‘Sittin’ Fat Down South’: Lil Troy’s Houston Rap Classic
The album that brought ‘Wanna Be a Baller’ to the world.
From its opening seconds – a gaggle of voices almost like the opening of Marvin Gaye’s “What’s Going On,” supplemented by a thick drum kick and a loose riff on Prince’s “Little Red Corvette” – Lil’ Troy’s “Wanna Be A Baller” is an immediately iconic song. The classic Houston rap cut’s recognizable synth line isn’t a direct rip of “Little Red Corvette,” of course. More like a hazy memory of it, leaking out trunk speakers far off in the distance. Big T’s syrupy earworm of a hook places you right in the passenger seat of the Chevy Impala, but there’s a tinge of mournfulness too: “Makin’ money the fly way / But there’s got to be a better way.”
Lil Troy’s debut album Sittin’ Fat Down South was first released independently in 1998, following in the tried-and-true self-reliant tradition of Houston rap – a city where rappers worked independently for years, building a dependable local audience. Universal signed Troy based on the bubbling success of “Wanna Be a Baller” and re-issued the album in 1999, as national awareness of DJ Screw’s distinct sonic brew began to grow outside Texas, thanks to hardcore fans who copied his tapes and spread the word.
Listen to Lil Troy’s Sittin’ Fat Down South now.
It was still a few years before Houston rap’s dominance of the national airwaves, however, and Troy’s slick and screwed-up sound was still something of an anomaly. “Wanna Be A Baller” was anomalous for another reason: Lil’ Troy receives credit as a writer and producer, but his own voice doesn’t actually appear on the biggest hit that bears his name. Instead, it features the distinctive sing-song Houston flows of Fat Pat, H.A.W.K., Yungstar, Big T, and Lil Will, five of the stand-out members of Screwed-Up Click, the constantly evolving group of artistic comrades that sprung up around DJ Screw.
But in its own way, the track’s posse cut-like nature makes sense: “Wanna Be A Baller” embodied the collective spirit that’s often defined Houston rap, distilling hours of Screwtapes and hazy freestyle cyphers into a single joint. DJ Screw was a notorious workaholic with a perpetually open door, and the artists in his orbit honed their craft, in many ways, by simply hanging out with him: going over to his place not just to watch a wizard at work, but to vibe, shoot the breeze, and flow over whatever sound he was chopping up and laying down.

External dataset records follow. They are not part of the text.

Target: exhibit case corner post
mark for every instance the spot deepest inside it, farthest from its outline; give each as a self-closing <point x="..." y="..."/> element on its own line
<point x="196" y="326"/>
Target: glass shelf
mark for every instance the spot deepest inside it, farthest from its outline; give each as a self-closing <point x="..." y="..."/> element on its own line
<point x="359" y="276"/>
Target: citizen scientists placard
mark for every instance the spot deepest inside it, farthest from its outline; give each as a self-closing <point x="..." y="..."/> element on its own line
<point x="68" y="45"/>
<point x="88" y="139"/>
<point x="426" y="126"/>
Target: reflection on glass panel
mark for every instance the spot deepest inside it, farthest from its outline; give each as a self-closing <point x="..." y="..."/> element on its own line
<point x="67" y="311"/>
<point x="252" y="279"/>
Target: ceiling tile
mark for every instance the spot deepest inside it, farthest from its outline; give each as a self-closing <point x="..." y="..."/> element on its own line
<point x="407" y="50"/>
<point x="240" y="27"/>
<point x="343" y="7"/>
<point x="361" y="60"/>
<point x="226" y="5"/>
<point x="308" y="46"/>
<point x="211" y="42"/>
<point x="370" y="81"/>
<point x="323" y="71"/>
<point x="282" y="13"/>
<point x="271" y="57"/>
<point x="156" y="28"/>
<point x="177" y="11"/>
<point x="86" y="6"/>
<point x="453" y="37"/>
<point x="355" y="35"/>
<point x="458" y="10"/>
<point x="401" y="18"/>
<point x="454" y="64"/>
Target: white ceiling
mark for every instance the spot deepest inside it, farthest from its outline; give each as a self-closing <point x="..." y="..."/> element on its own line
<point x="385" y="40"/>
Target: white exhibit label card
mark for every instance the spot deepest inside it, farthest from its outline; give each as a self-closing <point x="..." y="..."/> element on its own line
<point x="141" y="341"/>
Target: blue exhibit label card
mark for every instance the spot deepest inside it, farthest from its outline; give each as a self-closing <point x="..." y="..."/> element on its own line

Troy himself was one of several other notable Texan artists, like Devin the Dude and UGK, who were Screwed Up “Affiliated” and regularly collaborated with Screw’s crew but not quite full-fledged members of the collective. Nevertheless, his defining hit stands as one of the most essential documents of the Screwed-Up scene and its distinctive sound, a living snapshot of one of the most creatively fertile moments in Southern rap history. That collaborative energy continues throughout Sittin’ Fat Down South. Geto Boys members Willie D and Scarface pull up for “Where’s the Love” and “Another Head Put to Rest,” while S.U.C. legends Botany Boyz creep and crawl over a menacing piano line on “Chop, Chop, Chop.” Even if Sittin’ Fat Down South caught on nationally more so than contemporaneous Houston records, it’s still unmistakably Texan: “Still A B***h” is a straight-up country-soul banger with a little twang to its inflection.
Many of the voices in “Wanna Be a Baller” passed away in the years immediately after its release. It’s heartbreaking. Not just DJ Screw’s tragic death, but the losses of so many from Houston’s scene, on up to George Floyd, who appeared on several S.U.C. freestyles in the mid-90s under the name Big Floyd. In retrospect, it can often feel like Screw was not just slowing down music, but slowing down time itself. Maybe he was hoping to give more to those who knew that – as Black men in a violently racist society – they may not have much time left.